Parsons worked on turning Uihlein’s natural draw into a power fade, which has taken some time to get used to.
“It was more just visually; I guess from a comfort point of view. You stand on a tee and you’re just used to hitting a draw and then you stand up and you hit a fade, it just changes sight lines. Getting over that, playing your home courses and playing with your buddies gave me confidence to go into a tournament and feel good about were my game was at and where it could go.”
Uihlein hopes it leads to a major and maybe even a Ryder Cup appearance. So what will it take to achieve those career dreams?
“For me personally, I think it’s more like a technical thing where I’ve just got to get a little more consistent with my technique and the way my body structure moves and things like that. That’s just all part of the process of where we want to get to and I know I keep saying it, [2017] was obviously a very good year, but it was just a step in the right direction of where I want to get too. It was the first time I felt like I haven’t taken two steps back to get to one step forward if that makes sense.
“I’m a perfectionist so I get kind of uptight a little bit, a little too high strung and that kind of beats me up a little more than it should. So just learning ‘water off a ducks back’. DJ’s a great example, he never seems flustered even if he’s going the wrong way. So just keep trying to build on things like that is probably where I need to improve the most.”
I’m a perfectionist and that kind of beats me up more than it should.
Talking of Dustin Johnson and pals like Brooks Koepka, the Ryder Cup is obviously a lure but all part of that one-step-at-a-time process.

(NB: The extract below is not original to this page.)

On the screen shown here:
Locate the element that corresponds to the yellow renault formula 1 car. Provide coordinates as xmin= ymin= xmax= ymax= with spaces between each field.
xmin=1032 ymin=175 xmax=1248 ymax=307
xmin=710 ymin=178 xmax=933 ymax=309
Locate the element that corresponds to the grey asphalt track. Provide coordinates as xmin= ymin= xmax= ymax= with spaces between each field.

“The U.S. team is very deep, there’s a lot of really, really, really good American players right now so if you make that team it’s very impressive. So yeah, I’d love to make it obviously and it’s definitely a goal but I got to kind of get my feet wet, get my feet through the door on the PGA Tour first and then worry about that kind of thing.”
The journey, originating from Boston and continually detouring via Europe, continues.